Autofictions    23 novembre 2007 - 12 janvier 2008

Philippe RametteArnulf Rainer

 

 

 

 

 

 

 

 

 

Qu’est ce que c’est, l’autofiction ? Le terme, en littérature, s’est galvaudé, et a fini par s’appliquer à toutes sortes de confessions, de récits autobiographiques – alors qu’il désignait, initialement, selon Serge Doubrovski, des textes dont le matériau relève de l’expérience vécue par l’auteur, plus ou moins transposée, mais dont la forme et la fonction sont spécifiquement romanesques (en gros : de Proust à Marguerite Duras et à Claude Simon, de Céline à Thomas Bernhard).
L’hypothèse de départ de cette exposition, c’est qu’il existe une veine équivalente dans les arts plastiques. AUTOFICTIONS, en ce sens, peut désigner, à la différence des simples autoportraits, ou des photos se contentant de fixer la trace d’une performance, toutes ces œuvres où l’artiste s’est servi de sa propre image comme matériau – mais en la déformant, en la travestissant, en la métamorphosant, en la picturalisant, ou en la projetant dans un univers fictionnel (narratif, poétique, ou purement imaginaire). Une telle veine, selon des modalités diverses, traverse toute l’histoire de la modernité, jusqu’à aujourd’hui : il y aura donc, dans l’exposition, la plus grande variété de styles, de techniques, mais aussi la plus grande diversité de générations.
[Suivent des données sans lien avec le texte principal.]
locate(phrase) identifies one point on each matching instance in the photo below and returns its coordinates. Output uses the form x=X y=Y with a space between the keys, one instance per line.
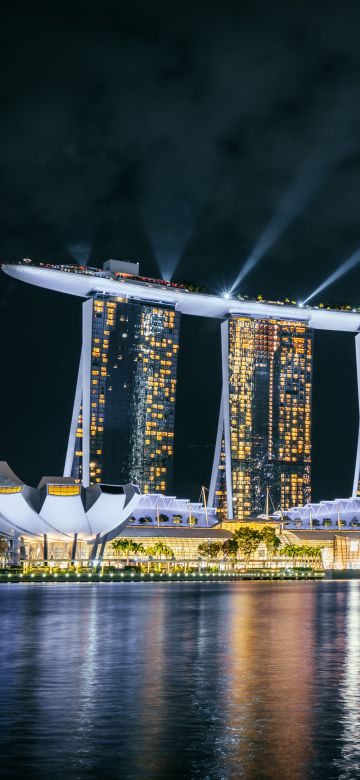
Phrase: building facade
x=122 y=427
x=264 y=432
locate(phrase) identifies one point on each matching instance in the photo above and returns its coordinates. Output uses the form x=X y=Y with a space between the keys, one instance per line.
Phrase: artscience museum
x=64 y=518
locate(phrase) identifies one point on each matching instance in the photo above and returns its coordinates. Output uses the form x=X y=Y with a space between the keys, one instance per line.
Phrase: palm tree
x=230 y=548
x=209 y=549
x=248 y=540
x=270 y=539
x=159 y=549
x=327 y=522
x=127 y=546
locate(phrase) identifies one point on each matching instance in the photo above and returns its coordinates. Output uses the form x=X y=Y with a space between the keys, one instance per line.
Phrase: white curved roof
x=85 y=285
x=60 y=508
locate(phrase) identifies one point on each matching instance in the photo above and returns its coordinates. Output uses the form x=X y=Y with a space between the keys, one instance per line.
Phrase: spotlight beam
x=346 y=266
x=309 y=180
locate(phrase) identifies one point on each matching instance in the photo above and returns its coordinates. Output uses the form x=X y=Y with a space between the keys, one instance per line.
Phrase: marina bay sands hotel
x=122 y=428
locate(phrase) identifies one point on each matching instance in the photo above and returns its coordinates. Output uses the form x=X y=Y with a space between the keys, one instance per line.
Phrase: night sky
x=176 y=135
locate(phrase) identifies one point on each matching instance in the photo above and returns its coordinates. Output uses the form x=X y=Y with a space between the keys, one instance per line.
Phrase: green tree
x=160 y=549
x=127 y=547
x=4 y=547
x=303 y=553
x=230 y=548
x=270 y=539
x=248 y=540
x=210 y=549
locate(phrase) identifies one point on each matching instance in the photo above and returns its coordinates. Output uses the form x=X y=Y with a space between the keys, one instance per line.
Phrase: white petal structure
x=61 y=508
L’art contemporain, probablement, se situe pour l’essentiel dans la tension entre deux pôles contradictoires : le premier, hérité du mouvement Dada, de l’attitude situationniste, est celui qui postule que l’art, outrepassant toute forme de représentation, doit désormais passer directement dans la vie ; le second, à l’inverse, enregistre le fait que nous vivons désormais dans un monde saturé d’images, que notre musée imaginaire dispose aujourd’hui de toutes les cultures, des plus proches aux plus lointaines, des plus savantes aux plus populaires, et soutient que la création ne peut être innocente face à une telle situation, qu’elle se doit de traiter explicitement. Il est permis de penser que les œuvres les plus importantes de notre temps sont celles qui avivent cette tension, au lieu de l’atténuer ou de la neutraliser ;qui suscitent, entre ces deux pôles opposés, le maximum d’électricité. En ce sens, l’AUTOFICTION apparaît comme un territoire artistique privilégié : puisqu’il s’agit, tout à la fois, de « faire de son corps, une œuvre d’art », selon un principe d’immanence, d’immédiateté ; et de propulser cette immanence, paradoxalement, dans un régime d’allusions culturelles, de détournement des codes et de jeu avec leurs connotations.